Om gek van te worden...
5.
Mijn vader was hoofd van een lagere school. Ik zat bij hem op school en in de zesde klas bij hem in de klas.
Tijdens mijn kindertijd noemde ik mijn vader “meester”. Andere kinderen noemden hem ook zo en ik had niet het gevoel dat ik in de ogen van mijn vader anders of meer was dan de andere kinderen. Integendeel. Ik was één van de kinderen en in mijn ogen het minst belangrijke kind. Ik vond het heel erg voor meester dat van alle kinderen op school het meest mislukte kind zijn kind was.
Later toen ik ouder werd, merkte ik dat andere kinderen het maar vreemd vonden dat ik meester zei tegen mijn vader. Vanaf dat moment noemde ik hem af en toe pap, maar dat voelde wel wat onnatuurlijk en geforceerd.
Het was halverwege de lagere school dat ik ontdekte dat het bij ons anders was dan bij andere kinderen thuis. Er waren bij anderen bijvoorbeeld duidelijke regels en afspraken. Andere kinderen moesten op een bepaalde tijd thuis zijn, omdat ze dan gingen eten. Bij ons was dat niet zo. Wij gingen eten als mijn vader thuis was, en hoe laat dat was, was onbekend. Dat kon zes uur zijn, maar ook half acht.

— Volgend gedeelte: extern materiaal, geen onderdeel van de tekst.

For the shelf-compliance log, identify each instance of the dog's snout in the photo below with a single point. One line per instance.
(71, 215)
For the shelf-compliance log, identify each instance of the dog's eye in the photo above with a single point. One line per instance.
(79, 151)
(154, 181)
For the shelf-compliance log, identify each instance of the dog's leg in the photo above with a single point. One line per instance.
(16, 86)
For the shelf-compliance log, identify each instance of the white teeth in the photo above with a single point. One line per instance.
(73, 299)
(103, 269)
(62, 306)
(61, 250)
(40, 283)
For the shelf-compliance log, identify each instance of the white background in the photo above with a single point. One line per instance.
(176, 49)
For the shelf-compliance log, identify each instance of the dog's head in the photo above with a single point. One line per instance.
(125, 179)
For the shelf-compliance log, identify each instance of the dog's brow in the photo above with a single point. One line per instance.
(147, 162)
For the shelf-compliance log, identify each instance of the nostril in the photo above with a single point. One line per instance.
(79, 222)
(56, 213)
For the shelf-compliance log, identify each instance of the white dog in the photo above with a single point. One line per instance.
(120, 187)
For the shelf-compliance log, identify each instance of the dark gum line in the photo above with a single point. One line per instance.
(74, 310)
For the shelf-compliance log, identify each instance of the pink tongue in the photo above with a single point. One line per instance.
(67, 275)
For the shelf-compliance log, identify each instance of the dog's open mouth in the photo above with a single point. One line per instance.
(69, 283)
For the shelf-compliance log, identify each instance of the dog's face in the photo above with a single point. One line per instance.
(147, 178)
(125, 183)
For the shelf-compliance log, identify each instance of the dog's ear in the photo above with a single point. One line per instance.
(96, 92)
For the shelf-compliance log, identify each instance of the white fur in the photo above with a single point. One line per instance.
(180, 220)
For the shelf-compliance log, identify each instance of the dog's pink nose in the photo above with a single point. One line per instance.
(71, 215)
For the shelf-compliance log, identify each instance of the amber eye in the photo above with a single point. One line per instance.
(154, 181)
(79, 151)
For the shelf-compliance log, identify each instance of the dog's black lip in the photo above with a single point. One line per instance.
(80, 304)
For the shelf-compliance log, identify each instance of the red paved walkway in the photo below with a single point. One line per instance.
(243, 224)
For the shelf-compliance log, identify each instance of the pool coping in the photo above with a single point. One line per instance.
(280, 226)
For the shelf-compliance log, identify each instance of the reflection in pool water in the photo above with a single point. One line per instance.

Wij hadden geen regels, maar ongeschreven wetten over hoe je je moest gedragen. Zoals (daar is ie weer) géén aandacht trekken en ook een héél belangrijke: je aanpassen.
Regelmatig kreeg ik van mijn vader te horen dat mijn grootste probleem was dat ik me niet kon aanpassen. Dat zei hij niet alleen tegen mij, maar ook over mij tegen anderen.
Ik begreep er niets van. Aanpassen aan wie, aan wat, en hoe?
Als ik tegensputterde, kreeg ik als nietszeggende reactie: “Wees eerlijk Loon”.
Maar als ik eerlijk probeerde te zijn, kreeg ik weer te horen dat ik me niet kon aanpassen.
Om gek van te worden!
Ik voelde me een soort Alice in Wonderland. De wereld waarin ik leefde was een groot raadsel. Als gevolg hiervan raakte ik meer en meer in mezelf gekeerd. Ik deed mijn best niet op te vallen en me aan te passen (wat dat ook mocht zijn) en werd steeds stiller, erg verlegen, teruggetrokken en heel erg onzeker.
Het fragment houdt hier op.